The symposium will be held Wednesday, May 23, at the Class of 1978 Life Sciences Center.
The 27th Annual Karen E. Wetterhahn Science Symposium will be held Wednesday, May 23, from 4:30 to 7 p.m., with the kickoff event taking place in the Oopik Auditorium at the Class of 1978 Life Sciences Center.Juliette Madan, an associate professor of epidemiology and pediatrics at the Geisel School of Medicine. Madan, who studies the microbiology of newborn babies, will discuss her research on the development of the microbiome—the microbial communities that live in and on our bodies. She calls it “the blank slate that is the newborn baby.”

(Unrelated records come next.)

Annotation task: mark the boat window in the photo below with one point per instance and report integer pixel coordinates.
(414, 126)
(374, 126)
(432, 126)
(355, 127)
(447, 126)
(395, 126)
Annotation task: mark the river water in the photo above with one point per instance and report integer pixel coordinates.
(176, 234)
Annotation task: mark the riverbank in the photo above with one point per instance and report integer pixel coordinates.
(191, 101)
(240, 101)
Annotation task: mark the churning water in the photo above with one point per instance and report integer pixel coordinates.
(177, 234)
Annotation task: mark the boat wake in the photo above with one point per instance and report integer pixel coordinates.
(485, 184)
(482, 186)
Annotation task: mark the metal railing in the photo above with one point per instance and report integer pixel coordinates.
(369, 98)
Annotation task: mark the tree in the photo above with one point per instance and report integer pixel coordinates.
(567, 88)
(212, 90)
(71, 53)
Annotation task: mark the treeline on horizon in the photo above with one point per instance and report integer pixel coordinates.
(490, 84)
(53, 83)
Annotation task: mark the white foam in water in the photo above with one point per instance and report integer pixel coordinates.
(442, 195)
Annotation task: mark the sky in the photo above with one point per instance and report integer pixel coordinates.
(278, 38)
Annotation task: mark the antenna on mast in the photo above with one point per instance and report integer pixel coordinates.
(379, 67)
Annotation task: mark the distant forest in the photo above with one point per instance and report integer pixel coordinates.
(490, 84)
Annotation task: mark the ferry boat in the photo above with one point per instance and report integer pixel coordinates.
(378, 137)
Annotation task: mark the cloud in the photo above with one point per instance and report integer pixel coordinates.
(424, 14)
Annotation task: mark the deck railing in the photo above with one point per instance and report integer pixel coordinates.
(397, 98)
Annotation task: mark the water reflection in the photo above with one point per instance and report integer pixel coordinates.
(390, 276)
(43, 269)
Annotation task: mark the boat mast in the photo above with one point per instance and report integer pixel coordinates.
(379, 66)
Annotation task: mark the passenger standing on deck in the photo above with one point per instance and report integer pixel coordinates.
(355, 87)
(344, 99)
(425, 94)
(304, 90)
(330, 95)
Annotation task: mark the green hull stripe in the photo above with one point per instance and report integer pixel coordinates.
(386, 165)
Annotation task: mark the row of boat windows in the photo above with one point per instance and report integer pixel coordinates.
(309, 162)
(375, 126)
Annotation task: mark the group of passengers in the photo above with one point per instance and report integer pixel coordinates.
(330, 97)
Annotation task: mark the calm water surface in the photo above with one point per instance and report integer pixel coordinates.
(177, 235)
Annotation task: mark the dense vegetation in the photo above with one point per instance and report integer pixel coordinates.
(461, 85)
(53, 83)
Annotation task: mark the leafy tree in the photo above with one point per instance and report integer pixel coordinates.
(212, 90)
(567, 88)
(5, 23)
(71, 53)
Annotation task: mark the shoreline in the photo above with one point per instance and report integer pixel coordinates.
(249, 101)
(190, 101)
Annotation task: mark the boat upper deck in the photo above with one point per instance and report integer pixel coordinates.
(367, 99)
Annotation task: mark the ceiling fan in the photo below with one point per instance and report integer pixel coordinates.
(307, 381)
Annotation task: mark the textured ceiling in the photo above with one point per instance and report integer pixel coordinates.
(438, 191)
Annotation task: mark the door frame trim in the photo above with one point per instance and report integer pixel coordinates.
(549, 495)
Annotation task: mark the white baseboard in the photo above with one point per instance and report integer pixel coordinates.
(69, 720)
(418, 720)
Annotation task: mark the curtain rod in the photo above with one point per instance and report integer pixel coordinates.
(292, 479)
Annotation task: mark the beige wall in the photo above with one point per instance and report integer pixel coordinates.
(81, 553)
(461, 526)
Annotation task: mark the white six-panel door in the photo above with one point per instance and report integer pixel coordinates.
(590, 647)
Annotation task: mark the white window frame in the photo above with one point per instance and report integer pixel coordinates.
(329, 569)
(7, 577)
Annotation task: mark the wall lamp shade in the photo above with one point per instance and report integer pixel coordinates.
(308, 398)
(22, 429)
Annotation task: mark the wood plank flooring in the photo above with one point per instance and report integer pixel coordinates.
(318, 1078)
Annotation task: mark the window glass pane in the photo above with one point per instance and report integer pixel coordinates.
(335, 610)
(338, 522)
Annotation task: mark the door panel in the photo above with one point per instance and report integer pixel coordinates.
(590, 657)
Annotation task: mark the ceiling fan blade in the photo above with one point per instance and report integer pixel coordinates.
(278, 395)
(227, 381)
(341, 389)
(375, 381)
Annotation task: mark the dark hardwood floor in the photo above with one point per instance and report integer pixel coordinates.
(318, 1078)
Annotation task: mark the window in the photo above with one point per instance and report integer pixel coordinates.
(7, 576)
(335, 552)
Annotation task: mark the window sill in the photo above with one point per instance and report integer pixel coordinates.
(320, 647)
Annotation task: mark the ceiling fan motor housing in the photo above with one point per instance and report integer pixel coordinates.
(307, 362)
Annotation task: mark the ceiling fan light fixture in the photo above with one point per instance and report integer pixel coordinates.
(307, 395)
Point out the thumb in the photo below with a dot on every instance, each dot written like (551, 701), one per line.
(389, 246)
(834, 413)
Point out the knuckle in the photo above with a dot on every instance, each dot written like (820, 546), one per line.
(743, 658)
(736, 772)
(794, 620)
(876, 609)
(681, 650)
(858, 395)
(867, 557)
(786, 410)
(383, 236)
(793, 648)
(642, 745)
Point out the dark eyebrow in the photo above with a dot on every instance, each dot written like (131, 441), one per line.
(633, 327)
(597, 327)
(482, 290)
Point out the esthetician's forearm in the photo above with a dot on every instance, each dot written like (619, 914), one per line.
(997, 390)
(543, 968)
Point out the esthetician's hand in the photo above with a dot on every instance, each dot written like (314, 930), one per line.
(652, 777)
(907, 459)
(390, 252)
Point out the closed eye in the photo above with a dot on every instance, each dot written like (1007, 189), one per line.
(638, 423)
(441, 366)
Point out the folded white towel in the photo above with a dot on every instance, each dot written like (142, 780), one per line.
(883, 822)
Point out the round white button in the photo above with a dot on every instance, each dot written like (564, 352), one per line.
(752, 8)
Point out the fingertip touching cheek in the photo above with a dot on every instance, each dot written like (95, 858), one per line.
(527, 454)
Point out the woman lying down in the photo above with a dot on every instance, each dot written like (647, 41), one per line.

Madan will talk about how the microbiome becomes colonized with specific types of bacteria based on environmental exposures that include food, water, and toxic contaminants such as arsenic. She studies how such exposure affects the development of the microbiome, particularly during the first three years of life—when it is responsible for training the body’s immune system—and how those things relate to health outcomes, including the risk of disease.
She will also speak about her career and how research questions about breast milk and probiotics developed into an interest in the microbiome just when microbial sequencing came about; the roles played by her mentors and collaborators; and her multidisciplinary approach.
At 5:30 p.m., undergraduates from first-year to senior will present their scientific research in spaces throughout the Class of 1978 Life Sciences building. These students have participated in a wide variety of programs, including the Women in Science Project, First Year Research Experience in Engineering, Sophomore Science Scholar, Junior Scholar, Presidential Scholar, and Senior Honors Thesis. Students have faculty mentors from a wide range of scientific disciplines. Posters will be on display in various classrooms and in the main corridors of both the first and second floors of the Class of 1978 Life Sciences Center. Students presenting senior honors thesis research can participate in the Christopher G. Reed Science Competition, sponsored by Sigma Xi (a scientific research society).
The winners of the competition will be announced at the symposium, immediately following the keynote address. A certificate recognizing the award winners, along with their posters, will be displayed in Kresge Physical Sciences Library. The winners also receive cash awards.